Our home world framed by the rings of Saturn

Share

At this point, Cassini will beam its last batch of images.

But we all exist in a thin envelope of gas that surrounds the surface of Earth: a 7,917-mile-wide ball of rock that's flying through the void of space at a speed of about 450,000 miles per hour, at least relative to the center of the Milky Way galaxy.

This graphic shows Cassini's flight path during the final two phases of its mission.

The mission is set to end on September 15, with the spacecraft crashing into Saturn.

Perhaps the photo was a rightful goodbye to Cassini, as the spacecraft is scheduled to begin its crash at Saturn on April 23. For a targeted flyby, the spacecraft uses its rocket engine or thrusters to accurately aim toward the encounter.

Cassini will spend its final close flyby scanning Titan's methane lakes, focusing in particular on the "magic island" feature that has changed shape over the course of multiple observations.

The mission's scientists aim to know and examine Saturn's internal structure and the origins of the rings.

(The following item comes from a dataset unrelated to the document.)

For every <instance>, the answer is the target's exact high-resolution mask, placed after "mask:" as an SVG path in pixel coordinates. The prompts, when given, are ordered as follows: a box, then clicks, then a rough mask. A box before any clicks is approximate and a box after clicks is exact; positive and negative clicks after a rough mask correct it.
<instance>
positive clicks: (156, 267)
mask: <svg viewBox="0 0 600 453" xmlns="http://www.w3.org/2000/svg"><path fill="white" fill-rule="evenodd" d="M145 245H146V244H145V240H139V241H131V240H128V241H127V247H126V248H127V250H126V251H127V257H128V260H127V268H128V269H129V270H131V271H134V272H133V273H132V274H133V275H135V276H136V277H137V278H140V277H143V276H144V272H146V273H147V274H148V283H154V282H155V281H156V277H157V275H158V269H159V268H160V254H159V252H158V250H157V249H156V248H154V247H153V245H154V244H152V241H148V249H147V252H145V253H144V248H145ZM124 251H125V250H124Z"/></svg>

By destroying the spacecraft, NASA will ensure that any hitchhiking Earth microbes still alive on Cassini will not contaminate the moons for future study. After 13 years of operations, Cassini is low on fuel, and NASA doesn't want to risk an accidental collision with the potentially habitable worlds of Enceladus and Titan.

The thrilling finale will help NASA scientists to further understand how giant planets as well as planetary systems form and evolve.

"And those six months are the thrilling final chapter in a historic 20-year journey". JPL designed, developed and assembled the Cassini orbiter. Titan is considered a leading candidate for harboring native extraterrestrial life thanks to its thick atmosphere, organic-rich chemistry, and large oceans of liquid water hidden beneath its frozen surface. Cassini will then repeat this dive 22 more times-or about once per week-before finally falling into Saturn on September 15. The Jet Propulsion Laboratory, a division of the California Institute of Technology in Pasadena, manages the mission for NASA's Science Mission Directorate, Washington.

The US space agency (Nasa) is calling an end to 12 years of exploration and discovery at Saturn because the probe's propellant tanks are all but empty.

Before that happens, however, the spacecraft will navigate between Saturn and its inner-most rings, snapping photos all the way down and giving us a new look at an alien world not all that far from home.